I recently watched this Alfred Hitchcock movie on afternoon
television. Of course the highlight was Grace Kelly’s dresses, including her
very 1950s negligee (who remembers the crucial line in adult movies when the
lady says to the male visitor “let me just slip into something more
comfortable”), but what amazed me even more was the very idea of apartment
windows opening onto an interior courtyard.

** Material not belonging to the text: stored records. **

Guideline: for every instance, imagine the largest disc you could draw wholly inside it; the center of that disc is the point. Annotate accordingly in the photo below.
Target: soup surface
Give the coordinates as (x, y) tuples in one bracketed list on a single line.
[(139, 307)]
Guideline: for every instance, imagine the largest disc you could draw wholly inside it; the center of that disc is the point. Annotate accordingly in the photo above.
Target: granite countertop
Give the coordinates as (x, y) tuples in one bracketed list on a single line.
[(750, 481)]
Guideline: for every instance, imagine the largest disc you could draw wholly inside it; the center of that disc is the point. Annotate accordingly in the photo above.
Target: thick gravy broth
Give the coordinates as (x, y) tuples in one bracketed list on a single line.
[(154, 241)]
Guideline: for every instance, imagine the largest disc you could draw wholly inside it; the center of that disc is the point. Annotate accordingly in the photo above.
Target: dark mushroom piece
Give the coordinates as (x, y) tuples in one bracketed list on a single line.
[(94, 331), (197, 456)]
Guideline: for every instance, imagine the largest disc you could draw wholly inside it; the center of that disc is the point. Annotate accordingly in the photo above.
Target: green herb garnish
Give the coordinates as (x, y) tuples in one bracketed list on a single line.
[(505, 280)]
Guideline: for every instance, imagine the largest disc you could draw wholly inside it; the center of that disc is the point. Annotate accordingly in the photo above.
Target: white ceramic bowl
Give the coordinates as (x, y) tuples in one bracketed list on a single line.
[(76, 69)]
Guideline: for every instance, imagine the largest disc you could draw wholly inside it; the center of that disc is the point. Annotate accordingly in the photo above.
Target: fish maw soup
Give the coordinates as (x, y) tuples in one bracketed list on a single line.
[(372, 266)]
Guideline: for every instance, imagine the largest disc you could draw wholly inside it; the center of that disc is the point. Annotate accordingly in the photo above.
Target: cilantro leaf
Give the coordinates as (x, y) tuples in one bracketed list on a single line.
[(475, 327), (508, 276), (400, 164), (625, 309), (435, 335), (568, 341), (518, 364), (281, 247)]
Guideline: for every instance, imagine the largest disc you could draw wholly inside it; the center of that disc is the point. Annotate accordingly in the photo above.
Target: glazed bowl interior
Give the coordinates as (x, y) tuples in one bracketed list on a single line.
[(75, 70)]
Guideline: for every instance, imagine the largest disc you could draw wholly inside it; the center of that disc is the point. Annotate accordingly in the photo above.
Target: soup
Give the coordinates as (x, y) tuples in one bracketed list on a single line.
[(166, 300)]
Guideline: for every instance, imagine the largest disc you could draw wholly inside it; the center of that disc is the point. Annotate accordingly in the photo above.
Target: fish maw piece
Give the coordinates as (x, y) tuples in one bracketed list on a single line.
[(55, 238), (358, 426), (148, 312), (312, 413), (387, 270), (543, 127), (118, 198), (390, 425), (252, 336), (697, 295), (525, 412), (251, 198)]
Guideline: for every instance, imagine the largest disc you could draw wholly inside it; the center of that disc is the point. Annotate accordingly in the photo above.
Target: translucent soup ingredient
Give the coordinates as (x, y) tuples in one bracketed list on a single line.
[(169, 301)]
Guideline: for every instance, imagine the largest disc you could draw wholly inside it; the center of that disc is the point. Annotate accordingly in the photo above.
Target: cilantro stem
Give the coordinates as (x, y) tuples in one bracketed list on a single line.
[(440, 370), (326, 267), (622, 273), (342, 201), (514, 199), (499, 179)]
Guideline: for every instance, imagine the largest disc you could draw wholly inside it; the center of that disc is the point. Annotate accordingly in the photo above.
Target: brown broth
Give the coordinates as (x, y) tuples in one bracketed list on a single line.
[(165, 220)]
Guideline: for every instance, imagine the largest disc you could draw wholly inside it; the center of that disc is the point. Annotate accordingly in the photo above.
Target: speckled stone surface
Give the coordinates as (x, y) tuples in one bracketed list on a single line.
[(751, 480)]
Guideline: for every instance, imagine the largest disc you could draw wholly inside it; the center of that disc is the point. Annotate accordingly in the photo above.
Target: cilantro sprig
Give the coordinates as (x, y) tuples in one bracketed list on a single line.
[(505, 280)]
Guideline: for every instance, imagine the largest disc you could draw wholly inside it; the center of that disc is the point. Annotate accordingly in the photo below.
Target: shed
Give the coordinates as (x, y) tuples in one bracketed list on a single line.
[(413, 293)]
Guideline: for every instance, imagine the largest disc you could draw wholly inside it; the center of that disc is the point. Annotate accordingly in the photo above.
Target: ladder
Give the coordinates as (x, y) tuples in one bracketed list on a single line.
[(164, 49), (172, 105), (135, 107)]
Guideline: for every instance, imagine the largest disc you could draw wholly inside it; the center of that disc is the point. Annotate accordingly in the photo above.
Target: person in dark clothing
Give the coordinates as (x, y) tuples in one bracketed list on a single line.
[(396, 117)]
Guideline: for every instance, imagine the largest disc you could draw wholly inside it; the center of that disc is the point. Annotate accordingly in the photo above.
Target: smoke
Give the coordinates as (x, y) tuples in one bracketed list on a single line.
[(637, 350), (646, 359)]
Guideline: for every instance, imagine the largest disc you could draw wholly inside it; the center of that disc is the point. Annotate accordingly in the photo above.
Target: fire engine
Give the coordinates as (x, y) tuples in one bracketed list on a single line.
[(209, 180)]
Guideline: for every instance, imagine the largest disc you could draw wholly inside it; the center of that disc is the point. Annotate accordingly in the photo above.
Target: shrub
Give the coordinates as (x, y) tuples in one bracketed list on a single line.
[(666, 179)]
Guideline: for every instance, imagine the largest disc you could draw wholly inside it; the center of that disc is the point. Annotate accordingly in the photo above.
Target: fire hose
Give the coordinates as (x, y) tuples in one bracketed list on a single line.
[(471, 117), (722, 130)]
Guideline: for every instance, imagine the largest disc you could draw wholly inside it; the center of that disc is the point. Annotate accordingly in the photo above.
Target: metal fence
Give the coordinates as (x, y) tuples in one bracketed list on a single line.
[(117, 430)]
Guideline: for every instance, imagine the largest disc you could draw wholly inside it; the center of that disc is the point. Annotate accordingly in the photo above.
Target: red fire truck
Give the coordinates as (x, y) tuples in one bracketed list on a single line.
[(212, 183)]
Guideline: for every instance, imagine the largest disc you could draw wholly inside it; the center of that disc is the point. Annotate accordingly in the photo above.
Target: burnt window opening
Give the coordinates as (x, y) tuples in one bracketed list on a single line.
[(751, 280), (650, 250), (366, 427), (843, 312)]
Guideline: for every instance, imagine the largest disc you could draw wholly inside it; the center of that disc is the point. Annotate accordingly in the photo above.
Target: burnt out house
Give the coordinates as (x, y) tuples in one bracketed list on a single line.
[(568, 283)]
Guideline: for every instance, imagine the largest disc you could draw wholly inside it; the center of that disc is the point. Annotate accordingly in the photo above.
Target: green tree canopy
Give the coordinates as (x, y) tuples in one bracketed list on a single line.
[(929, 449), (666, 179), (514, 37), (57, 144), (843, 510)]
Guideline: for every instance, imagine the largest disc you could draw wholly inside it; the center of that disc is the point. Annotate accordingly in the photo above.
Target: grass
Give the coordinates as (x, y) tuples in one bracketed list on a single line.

Just a quick Rueckblick (backwards glance) to when I lived
in Munich in the mid 1970s. I lived on the second floor of an Altbauhaus (old
building) – presumably meaning a building that had survived the bombings of the
final years of the Second World War. The apartment had two windows looking out
onto Klenzestrasse, the living room and the window of my room. The bathroom,
where there was a wood burner to heat up the bathwater, had no window. The
window of Nina’s room and that of the kitchen looked out onto the central
courtyard (Innenhof). But I don’t think we could see into the windows of other
apartments. The Innenhof stored the garbage and recycling bins (I think they
already had recycling in Germany in the 70s). You entered the building through
a large, wooden door, very heavy to push open. Only residents had a key, and
visitors had to ring the bell of the apartment they wanted to visit and then
the apartment dweller would push a button and the large heavy door would click
open for a few seconds. Upon entry, you would come into a dark passageway where
the letterboxes were on the left hand side, with the tenants names on each (how
did the postman access them?) and to the right was the stairway. At the front
of the building, the concierge would have had a small apartment in days gone
past, but I don’t remember a concierge being there. If you have seen the film
of Bernhard Schlink’s “The Reader”, you will have the general idea of what the
entrance to the apartment building looked like.
But here, in this 1930s apartment block in Brunswick, we can
see into some windows of the apartment block next door. Recently, a young lady
has moved into the apartment across from our living room window. And because
she often wishes to enjoy daylight, she does not always lower her venetian
blinds. She has very tidy room, with her laptop and bookshelf and bed. I wish I
could wave to her and introduce myself to her. I feel I could be a friend, an
auntie figure, to her. I feel like putting a sign up in my window “here’s
looking at you, kid”. She might not appreciate the humour. But she never looks
across to our window.
So I now know that the premise on which Rear Window, that
quite ridiculous Hitchcock movie, was made, is plausible. Myself, I like to
know who is living around me. The flat
next to ours in our block houses the wonderful family with the two little
girls. We had a family outing to the Show with them last year and I love
chatting with them. Vincent has an occasional drink with their dad. Downstairs
are the young couple who recently got married. It is lovely to see their
tenderness and love towards one another and it infuses our whole environment
with happiness. But the other downstairs flat is a complete mystery. I have
only seen the inhabitant once or twice and she keeps completely to herself,
never using our Innenhof, the clotheslines, the carports, the herb garden or
the garbage bins. She did not come to our very happy block BBQ after Christmas. The Japanese lady from the next door block did come. We hear the Buddhist chants from her flat regularly, it is magical.
Living in an apartment block is experiencing a strange
combination of the shared and the secret.